Kahveci, son dönemlerde tartışmaların odağında odan konut fiyatları ve kiralara da değindi. Fiyatlardaki artış temel nedeninin "yönetim zaafiyeti"nden kaynaklandığını söyleyen Kahveci, şunları söyledi: "2020 yılı dahil artan nüfus yaklaşık 8 milyon. Bir hane yaklaşık 3.2 kişiden oluşuyor. Dolayısıyla bu nüfusun ihtiyacı olan konut sayısı 2 buçuk milyon. Ama 4.6 milyon konut satılmış. Öte yandan 6.7 milyon yeni konut da bitmiş. Türkiye’de nereden baksanız 3, 3 buçuk milyon konut fazlası var. Hadi göçmenler falan derken 1 milyon oraya gitti. Ona rağmen 2 buçuk milyon fazla konut var. İnşaatçılar da 2 buçuk milyon civarında boş konut olduğunu söylüyor. Son iki yıldır pandemi var, ciddi sayıda ölümler var. Buna rağmen konut ihtiyacının patlamasının nedeni yönetim zafiyetiyle alakalı. Serbest piyasa durumu söz konusu ve herkes istediği gibi fiyat arttırıyor.

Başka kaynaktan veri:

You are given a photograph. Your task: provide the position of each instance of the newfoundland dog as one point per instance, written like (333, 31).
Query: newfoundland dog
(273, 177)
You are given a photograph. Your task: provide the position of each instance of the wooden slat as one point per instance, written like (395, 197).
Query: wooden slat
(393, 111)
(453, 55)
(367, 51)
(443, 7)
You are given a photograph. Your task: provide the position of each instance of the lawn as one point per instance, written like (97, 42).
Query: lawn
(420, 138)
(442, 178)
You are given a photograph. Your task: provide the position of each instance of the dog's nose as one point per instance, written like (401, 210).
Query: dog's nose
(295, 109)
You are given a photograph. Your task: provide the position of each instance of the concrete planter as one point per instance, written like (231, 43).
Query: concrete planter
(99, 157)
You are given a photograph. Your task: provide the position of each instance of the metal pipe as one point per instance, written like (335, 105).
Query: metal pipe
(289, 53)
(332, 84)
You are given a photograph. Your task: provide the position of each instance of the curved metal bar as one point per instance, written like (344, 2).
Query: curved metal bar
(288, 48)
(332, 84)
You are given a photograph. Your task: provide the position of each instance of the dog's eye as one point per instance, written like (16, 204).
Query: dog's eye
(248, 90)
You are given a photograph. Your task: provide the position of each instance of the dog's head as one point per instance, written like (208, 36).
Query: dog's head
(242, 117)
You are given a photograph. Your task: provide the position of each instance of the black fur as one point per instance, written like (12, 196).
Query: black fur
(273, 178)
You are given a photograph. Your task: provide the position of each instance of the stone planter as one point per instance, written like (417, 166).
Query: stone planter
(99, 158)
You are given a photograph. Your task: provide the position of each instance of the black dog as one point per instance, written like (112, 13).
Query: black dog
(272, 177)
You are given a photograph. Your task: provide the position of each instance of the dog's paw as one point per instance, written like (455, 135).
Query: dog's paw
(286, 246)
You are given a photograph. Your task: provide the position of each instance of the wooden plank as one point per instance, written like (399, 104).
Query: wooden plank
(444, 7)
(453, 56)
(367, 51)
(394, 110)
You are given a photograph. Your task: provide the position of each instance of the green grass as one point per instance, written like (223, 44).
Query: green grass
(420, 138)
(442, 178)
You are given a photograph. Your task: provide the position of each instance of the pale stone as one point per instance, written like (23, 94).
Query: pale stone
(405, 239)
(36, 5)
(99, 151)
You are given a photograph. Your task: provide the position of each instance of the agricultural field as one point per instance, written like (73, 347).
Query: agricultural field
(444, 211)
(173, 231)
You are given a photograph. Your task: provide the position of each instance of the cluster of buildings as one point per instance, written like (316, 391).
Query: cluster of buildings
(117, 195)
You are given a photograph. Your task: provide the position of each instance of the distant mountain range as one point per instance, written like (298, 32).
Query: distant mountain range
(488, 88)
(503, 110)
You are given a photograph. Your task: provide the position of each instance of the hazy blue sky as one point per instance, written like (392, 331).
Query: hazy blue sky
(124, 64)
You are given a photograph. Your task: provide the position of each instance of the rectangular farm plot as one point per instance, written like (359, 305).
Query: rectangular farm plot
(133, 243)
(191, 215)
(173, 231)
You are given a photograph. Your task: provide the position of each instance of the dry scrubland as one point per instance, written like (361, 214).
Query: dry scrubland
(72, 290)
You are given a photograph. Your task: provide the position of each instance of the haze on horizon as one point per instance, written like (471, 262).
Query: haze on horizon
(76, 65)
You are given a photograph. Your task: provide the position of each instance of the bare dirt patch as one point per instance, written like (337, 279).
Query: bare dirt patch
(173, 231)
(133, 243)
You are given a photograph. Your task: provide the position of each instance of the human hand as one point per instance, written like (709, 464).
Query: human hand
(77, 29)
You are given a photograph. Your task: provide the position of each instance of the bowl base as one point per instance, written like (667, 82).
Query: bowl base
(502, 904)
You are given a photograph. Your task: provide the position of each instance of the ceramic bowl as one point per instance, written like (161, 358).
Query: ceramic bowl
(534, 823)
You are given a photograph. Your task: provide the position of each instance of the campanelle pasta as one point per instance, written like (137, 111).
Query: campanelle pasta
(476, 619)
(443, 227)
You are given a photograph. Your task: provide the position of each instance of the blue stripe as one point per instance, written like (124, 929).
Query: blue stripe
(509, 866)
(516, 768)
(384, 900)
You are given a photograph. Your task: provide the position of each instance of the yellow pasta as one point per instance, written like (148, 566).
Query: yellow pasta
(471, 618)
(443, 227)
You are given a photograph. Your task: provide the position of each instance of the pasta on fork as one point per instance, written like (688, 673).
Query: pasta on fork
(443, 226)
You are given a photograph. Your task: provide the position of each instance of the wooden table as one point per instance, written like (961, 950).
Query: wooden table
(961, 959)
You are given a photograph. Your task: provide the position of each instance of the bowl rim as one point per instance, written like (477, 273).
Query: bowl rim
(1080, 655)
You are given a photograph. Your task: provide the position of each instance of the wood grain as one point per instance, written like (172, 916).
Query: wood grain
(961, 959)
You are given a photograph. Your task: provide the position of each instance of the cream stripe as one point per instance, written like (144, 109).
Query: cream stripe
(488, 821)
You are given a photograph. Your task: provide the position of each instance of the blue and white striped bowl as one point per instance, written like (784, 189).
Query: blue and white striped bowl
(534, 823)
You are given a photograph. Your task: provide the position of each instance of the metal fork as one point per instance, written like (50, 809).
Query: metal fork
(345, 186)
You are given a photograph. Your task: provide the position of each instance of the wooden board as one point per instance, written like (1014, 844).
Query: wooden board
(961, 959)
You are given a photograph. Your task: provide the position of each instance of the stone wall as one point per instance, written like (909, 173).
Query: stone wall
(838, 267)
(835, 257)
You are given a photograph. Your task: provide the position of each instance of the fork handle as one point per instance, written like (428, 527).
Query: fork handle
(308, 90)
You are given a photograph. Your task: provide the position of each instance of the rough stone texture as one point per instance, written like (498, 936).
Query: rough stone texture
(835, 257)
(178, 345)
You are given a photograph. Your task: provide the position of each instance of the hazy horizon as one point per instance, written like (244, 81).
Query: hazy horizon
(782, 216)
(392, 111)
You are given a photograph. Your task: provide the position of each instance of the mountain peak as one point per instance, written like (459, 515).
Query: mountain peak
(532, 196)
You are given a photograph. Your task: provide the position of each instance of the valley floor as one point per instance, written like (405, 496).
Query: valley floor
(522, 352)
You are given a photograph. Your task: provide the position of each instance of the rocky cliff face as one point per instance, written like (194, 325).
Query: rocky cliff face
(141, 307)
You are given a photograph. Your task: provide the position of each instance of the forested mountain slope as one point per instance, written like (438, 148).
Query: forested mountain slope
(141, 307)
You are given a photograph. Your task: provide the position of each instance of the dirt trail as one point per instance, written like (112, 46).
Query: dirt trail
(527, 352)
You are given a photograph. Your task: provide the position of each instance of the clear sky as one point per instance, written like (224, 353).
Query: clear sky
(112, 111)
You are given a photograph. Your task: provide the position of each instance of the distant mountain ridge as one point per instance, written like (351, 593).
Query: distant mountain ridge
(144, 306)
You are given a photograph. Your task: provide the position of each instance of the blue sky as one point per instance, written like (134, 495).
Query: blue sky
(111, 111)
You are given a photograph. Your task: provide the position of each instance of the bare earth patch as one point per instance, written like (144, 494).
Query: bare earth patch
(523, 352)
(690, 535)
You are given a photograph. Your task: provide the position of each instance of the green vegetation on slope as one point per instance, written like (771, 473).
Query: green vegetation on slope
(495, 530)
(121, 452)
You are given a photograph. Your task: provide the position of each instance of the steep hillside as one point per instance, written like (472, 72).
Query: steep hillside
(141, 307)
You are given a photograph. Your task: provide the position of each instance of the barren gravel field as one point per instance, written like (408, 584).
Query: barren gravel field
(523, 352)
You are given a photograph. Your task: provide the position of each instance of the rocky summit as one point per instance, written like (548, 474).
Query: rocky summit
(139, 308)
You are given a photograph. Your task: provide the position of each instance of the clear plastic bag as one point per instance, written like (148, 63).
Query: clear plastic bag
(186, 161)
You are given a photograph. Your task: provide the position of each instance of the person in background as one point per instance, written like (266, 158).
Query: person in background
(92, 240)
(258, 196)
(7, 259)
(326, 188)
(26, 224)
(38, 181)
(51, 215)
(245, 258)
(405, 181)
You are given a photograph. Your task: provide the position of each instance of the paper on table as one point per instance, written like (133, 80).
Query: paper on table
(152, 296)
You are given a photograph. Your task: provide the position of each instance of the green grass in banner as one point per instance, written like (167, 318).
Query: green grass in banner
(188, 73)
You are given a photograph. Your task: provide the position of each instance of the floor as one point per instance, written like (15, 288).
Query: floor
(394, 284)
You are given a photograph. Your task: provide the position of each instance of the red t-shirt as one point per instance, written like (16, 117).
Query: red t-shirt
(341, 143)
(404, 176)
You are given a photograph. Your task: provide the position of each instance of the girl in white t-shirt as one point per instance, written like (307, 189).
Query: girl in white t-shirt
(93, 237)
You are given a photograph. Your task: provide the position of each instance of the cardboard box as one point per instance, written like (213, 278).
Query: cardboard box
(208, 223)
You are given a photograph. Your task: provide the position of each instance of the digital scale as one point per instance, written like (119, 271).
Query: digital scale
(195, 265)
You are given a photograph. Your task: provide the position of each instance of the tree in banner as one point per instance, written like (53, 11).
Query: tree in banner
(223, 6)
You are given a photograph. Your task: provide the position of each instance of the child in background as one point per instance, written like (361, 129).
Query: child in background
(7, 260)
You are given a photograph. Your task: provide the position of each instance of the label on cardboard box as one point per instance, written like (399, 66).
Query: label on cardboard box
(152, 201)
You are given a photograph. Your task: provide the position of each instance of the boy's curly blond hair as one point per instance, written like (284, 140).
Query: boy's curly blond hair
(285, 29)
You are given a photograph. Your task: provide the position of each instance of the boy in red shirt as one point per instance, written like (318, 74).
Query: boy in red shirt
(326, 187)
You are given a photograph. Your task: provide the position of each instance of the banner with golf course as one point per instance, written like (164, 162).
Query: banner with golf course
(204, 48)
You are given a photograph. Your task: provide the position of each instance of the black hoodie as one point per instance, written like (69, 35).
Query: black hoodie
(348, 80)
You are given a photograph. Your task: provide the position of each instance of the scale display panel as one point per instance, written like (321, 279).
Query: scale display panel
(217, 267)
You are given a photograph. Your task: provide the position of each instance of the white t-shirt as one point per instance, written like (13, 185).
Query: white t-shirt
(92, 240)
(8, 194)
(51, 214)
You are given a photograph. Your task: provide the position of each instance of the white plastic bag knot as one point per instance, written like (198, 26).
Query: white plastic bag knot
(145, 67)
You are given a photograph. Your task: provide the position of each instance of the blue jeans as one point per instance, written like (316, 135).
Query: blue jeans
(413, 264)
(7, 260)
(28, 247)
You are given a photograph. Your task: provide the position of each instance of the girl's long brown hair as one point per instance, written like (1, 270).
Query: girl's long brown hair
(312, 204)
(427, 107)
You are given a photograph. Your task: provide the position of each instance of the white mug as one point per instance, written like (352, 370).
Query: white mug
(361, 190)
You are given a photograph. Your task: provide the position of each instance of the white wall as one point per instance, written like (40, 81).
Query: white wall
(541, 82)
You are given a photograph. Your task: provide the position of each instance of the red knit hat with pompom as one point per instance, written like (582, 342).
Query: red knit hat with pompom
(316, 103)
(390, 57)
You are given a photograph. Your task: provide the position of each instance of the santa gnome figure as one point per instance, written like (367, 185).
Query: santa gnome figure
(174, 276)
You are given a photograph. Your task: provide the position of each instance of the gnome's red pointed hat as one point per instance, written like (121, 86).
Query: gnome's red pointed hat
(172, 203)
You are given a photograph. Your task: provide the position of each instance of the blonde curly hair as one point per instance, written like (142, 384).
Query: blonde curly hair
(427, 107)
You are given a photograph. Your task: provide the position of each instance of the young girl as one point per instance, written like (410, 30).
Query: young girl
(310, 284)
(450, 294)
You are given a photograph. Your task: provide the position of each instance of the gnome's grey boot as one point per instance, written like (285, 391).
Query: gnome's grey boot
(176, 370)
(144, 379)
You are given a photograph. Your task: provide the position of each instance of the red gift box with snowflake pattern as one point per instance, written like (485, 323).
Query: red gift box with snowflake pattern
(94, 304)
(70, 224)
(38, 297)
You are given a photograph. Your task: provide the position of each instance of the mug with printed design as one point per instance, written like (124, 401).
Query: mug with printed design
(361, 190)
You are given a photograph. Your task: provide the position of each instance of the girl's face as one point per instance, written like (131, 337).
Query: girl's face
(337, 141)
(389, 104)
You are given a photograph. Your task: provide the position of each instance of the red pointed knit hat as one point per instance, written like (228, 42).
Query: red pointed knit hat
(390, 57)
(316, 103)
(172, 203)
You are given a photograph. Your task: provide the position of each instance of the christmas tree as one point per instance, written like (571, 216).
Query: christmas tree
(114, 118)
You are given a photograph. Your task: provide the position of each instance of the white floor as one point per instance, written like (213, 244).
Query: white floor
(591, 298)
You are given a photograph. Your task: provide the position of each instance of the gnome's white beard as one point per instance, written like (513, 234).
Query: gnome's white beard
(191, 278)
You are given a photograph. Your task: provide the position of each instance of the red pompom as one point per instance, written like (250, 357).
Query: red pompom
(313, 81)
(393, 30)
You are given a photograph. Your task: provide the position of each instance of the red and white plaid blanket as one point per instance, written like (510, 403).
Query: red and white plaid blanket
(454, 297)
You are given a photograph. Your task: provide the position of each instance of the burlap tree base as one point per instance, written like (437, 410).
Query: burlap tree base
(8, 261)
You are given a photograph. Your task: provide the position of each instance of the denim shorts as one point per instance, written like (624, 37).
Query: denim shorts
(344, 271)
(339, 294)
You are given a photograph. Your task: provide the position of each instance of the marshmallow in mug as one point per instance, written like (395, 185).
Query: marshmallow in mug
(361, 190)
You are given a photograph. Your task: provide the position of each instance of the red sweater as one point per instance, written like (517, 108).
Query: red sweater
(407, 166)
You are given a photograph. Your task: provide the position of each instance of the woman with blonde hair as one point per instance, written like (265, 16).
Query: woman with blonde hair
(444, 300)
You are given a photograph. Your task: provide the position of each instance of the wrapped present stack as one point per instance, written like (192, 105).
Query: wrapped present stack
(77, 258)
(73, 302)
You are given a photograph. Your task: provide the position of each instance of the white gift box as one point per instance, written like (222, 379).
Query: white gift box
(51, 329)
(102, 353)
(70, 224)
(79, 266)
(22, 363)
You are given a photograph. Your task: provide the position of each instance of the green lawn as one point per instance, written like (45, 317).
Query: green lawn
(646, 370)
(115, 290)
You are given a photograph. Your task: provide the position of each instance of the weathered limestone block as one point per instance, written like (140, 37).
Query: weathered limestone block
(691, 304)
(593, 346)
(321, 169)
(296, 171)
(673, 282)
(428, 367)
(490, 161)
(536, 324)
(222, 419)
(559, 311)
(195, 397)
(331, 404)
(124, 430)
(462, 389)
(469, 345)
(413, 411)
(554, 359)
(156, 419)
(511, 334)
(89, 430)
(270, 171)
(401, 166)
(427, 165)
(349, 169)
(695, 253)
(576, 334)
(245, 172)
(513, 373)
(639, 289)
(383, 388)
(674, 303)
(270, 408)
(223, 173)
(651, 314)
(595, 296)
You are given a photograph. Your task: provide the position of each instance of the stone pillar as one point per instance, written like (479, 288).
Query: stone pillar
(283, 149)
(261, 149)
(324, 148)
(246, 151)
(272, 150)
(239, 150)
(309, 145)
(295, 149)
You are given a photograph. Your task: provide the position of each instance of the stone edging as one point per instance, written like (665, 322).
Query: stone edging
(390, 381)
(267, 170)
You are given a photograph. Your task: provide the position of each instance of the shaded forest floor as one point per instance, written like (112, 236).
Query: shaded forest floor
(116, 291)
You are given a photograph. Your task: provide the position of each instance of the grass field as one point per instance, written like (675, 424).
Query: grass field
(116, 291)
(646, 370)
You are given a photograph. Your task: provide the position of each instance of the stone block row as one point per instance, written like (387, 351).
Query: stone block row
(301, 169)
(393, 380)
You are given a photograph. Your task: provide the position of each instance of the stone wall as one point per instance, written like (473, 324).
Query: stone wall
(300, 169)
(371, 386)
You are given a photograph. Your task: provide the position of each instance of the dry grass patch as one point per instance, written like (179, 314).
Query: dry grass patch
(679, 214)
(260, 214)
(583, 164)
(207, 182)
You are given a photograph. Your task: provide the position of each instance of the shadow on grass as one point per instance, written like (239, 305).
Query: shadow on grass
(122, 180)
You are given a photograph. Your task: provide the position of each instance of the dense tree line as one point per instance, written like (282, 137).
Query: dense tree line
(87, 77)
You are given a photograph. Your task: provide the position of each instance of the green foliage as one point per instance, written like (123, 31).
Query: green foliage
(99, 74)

Tarafları buluşturucu uygun bir pazar oluşturulursa sorun olmaz."
 
'EKONOMİDE ŞAHLANMA' SÖYLEMİ
 
Tüm bunlara rağmen AKP'li yetkililerin sık sık "ekonominin şahlandığına" dair açıklama yapmasının gerçeği yansıtmadığını ifade eden Kahveci, resmi verilerin gerçek tabloyu gözler önüne serdiğini vurguladı. Kahveci, AKP’nin 2012 yılında kişi başına düşen milli geliri 25 bin dolar olarak hedef koyduğunu, ancak son açıklanan Orta Vadeli Programda (OVP) hedefin 10 bin 700 olarak açıklandığını kaydetti. Bu verilerden hedefte yarıdan daha fazla düşüş olduğunu söyleyen Kahveci, verilerin “ekonomi şahlanışta” sözlerinin gerçeği yansıtmadığının kanıtı olduğunu dile getirdi.